How often it’s possible to add weight also is closely connected to your current level.

Beginners and intermediate lifters can probably add weight just about every workout (provided they’re on a well planned out program). Even some advanced guys are able to do this.

Really advanced guys though (elites) are going to have a harder time adding weight because they’re already so close to their genetic potential.

For instance, it’s a lot easier to add 5 lbs to a 300 lb deadlift than it is to add 5 lbs to a 1005 lb deadlift (Andy Bolton).

I’d say add weight as often as possible.

Thanks guys.

I rarely add weight now, usually just try to do more reps and master the current weight before adding a bit. I do try to reach at least 8 solid reps before trying more weight, and as X said, improve form on the same weight. Usually takes me about a month but the body’s unpredictable and it fluctuates.

Well, I was hoping for some tricks :slight_smile: but it’s good to know at least some people can relate.

A closely related followup question:

How do you decide whether you have hit a plateau? How long before you decide something isn’t working?

[quote]Gael wrote:
A closely related followup question:

How do you decide whether you have hit a plateau? How long before you decide something isn’t working?[/quote]

When you don’t make progress and make sure that everything else was in check.

A ‘plateau’ means that your current streak of gains is over and you have to stay on your current level long enough for the body to get fully accustomed to it. With time, the body adjusts. Then you can continue to gain.

It’s kinda like if you wanted to run cross the whole country, you couldn’t do it all in one shot, you’d need breaks. In fact, your break or walking time would be much longer than your running time. The same way in training you spend most of your time walking - making small improvements(more reps, better form), waiting for your body to adjust until it’s ready to get stronger and ‘run’ again.
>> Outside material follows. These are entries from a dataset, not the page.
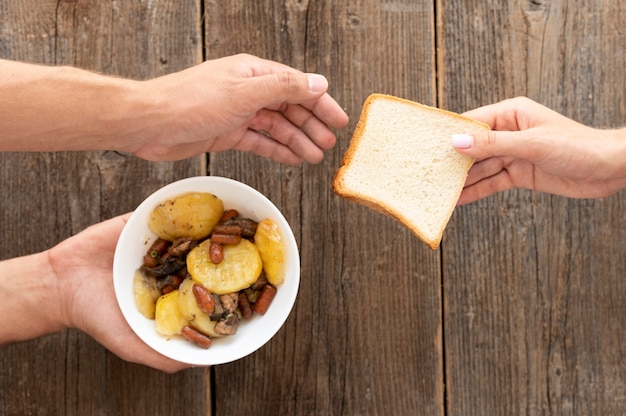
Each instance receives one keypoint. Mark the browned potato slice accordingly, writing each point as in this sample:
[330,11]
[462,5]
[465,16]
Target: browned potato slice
[240,268]
[272,250]
[189,308]
[168,319]
[146,293]
[190,215]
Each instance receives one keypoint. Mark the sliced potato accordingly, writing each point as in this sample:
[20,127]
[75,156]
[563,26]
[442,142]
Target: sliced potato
[272,250]
[240,268]
[190,310]
[190,215]
[168,318]
[146,293]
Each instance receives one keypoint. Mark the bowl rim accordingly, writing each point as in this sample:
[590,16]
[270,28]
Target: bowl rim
[223,350]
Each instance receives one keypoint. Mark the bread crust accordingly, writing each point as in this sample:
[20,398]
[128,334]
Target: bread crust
[370,201]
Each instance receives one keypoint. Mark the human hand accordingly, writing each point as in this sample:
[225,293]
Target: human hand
[83,265]
[533,147]
[241,102]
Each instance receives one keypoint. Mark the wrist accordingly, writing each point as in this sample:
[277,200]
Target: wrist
[30,298]
[619,157]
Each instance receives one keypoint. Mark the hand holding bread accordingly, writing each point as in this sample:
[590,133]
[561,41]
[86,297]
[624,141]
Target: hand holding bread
[400,162]
[534,147]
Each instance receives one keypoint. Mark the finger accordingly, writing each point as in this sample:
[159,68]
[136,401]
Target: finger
[282,87]
[293,87]
[527,144]
[313,127]
[486,187]
[260,144]
[284,132]
[484,169]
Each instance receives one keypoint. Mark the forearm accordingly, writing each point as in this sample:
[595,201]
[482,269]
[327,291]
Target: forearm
[45,108]
[30,305]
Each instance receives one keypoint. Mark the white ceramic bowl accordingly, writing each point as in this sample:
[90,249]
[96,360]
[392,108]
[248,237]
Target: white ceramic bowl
[136,238]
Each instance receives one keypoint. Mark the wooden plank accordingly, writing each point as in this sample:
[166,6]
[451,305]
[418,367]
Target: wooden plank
[533,284]
[365,335]
[56,195]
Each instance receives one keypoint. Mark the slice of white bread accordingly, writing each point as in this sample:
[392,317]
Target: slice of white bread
[401,162]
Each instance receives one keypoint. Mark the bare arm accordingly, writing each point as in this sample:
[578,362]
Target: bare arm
[240,102]
[533,147]
[71,286]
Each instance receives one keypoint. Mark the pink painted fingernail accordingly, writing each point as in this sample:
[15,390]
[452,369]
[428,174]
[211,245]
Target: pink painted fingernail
[462,141]
[317,83]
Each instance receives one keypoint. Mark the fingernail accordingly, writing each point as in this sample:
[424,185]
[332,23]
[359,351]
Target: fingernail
[462,141]
[317,83]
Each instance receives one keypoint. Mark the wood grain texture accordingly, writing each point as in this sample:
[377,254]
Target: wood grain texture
[55,195]
[365,335]
[533,284]
[520,312]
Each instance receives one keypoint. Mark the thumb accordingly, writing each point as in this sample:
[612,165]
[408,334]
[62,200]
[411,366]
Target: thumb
[491,143]
[280,87]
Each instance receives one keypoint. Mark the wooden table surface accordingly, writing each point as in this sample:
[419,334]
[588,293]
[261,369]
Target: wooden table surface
[522,311]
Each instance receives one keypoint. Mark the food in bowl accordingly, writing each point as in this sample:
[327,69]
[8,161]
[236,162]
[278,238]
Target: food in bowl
[208,269]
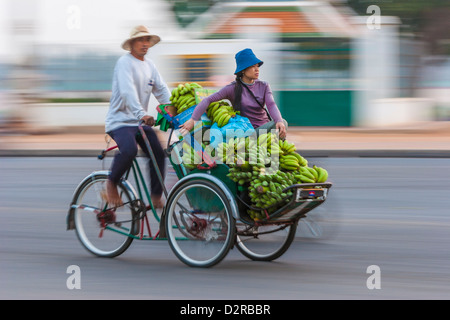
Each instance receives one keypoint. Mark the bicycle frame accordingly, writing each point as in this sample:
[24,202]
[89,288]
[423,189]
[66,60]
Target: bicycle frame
[142,190]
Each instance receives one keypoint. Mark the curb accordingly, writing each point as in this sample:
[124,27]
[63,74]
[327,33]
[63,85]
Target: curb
[305,153]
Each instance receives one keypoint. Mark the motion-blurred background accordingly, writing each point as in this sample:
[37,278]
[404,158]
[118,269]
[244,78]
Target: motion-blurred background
[364,63]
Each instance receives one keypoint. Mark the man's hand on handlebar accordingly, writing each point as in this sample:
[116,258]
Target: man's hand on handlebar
[148,120]
[186,127]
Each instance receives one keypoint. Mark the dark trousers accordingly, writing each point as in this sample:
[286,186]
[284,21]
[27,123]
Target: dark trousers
[127,139]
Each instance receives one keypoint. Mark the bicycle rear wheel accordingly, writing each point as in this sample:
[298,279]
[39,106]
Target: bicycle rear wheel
[199,223]
[102,230]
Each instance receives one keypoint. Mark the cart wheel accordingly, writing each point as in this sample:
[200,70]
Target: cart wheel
[199,223]
[264,243]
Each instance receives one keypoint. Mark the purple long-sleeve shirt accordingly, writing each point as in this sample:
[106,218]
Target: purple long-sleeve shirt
[249,107]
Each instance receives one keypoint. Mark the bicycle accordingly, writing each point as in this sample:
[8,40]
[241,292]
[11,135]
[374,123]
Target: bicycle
[203,218]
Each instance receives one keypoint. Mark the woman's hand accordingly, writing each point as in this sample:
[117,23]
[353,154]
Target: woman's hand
[148,120]
[281,129]
[186,127]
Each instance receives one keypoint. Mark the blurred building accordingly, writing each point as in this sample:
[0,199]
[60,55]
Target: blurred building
[326,65]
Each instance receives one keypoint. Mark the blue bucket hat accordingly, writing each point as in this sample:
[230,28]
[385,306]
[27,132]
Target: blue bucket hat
[244,59]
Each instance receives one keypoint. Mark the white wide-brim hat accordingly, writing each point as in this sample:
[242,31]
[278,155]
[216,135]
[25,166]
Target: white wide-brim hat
[138,32]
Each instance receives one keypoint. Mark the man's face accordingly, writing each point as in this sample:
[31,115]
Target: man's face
[140,46]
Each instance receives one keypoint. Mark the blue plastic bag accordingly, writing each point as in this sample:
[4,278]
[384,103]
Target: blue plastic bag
[236,127]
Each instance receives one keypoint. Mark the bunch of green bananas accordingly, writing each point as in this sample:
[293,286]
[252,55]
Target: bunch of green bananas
[266,183]
[241,150]
[266,192]
[220,112]
[183,96]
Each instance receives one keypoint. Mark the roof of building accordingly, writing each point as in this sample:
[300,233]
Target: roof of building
[289,19]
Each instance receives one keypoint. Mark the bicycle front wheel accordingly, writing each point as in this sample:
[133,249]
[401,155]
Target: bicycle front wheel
[199,223]
[102,230]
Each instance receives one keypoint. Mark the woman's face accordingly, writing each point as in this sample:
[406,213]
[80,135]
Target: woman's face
[140,46]
[252,72]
So I think that when something’s not working it’s usually your consistency and commitment. There’s no ‘plateaus’, it’s the norm. Somehow it got to a point where people think that if they can’t add at least 5 pounds on the bar every week it’s time to print out another article. That seems to usually result in inconsistency and confusion. You change shit all the time and you end up telling your body to just adapt to different weights, sets, reps and exercises instead of getting stronger.